Brexit’s Contested European Pasts

Thursday, July 13, 2017
John McIntyre - Room 201 (University of Glasgow)
Rieke Trimçev , Universität Greifswald
Félix Krawatzek , Nuffield College, University of Oxford
In the wake of the Brexit vote, the Independent warned about the short institutional memory which contributed to forgetting the EU’s “staggering achievements”. The referendum on Britain’s future relationship with the EU exposed domestic as well as continental audiences to a politics of contingency: before and after the vote, ‘Brexit’ signified a future beyond political imagination, a rupture in time. “Brexit means Brexit” is only the most prominent attempt to cover this great unknown. References to a shared past became an important means in negotiating the meaning of and response to the referendum. However, Brexit is itself part of a gradual divide between Britain and the EU and diverging narratives about the idea and memory of Europe.

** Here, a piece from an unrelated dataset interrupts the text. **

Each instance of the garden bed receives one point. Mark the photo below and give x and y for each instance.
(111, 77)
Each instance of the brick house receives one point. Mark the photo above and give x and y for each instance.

This paper builds on a larger research which compares the role of ‘Europe’ in memory discourses in six different European countries between 2004 and 2016. Our corpus consists of articles from major daily newspapers and is analysed through a combination of qualitative content analysis and quantitative text analysis. The combination of these methods allows for an analysis of continuous and changing discursive patterns. Studying this corpus allows us to shed light on three questions in particular: How does the image of Europe presented in Britain differ from that in other EU countries? Which other memory strategies became visible in the UK? How can a comparison with the discourses around the earlier EU referenda of 2005 in France and the Netherlands contribute to our understanding of Brexit?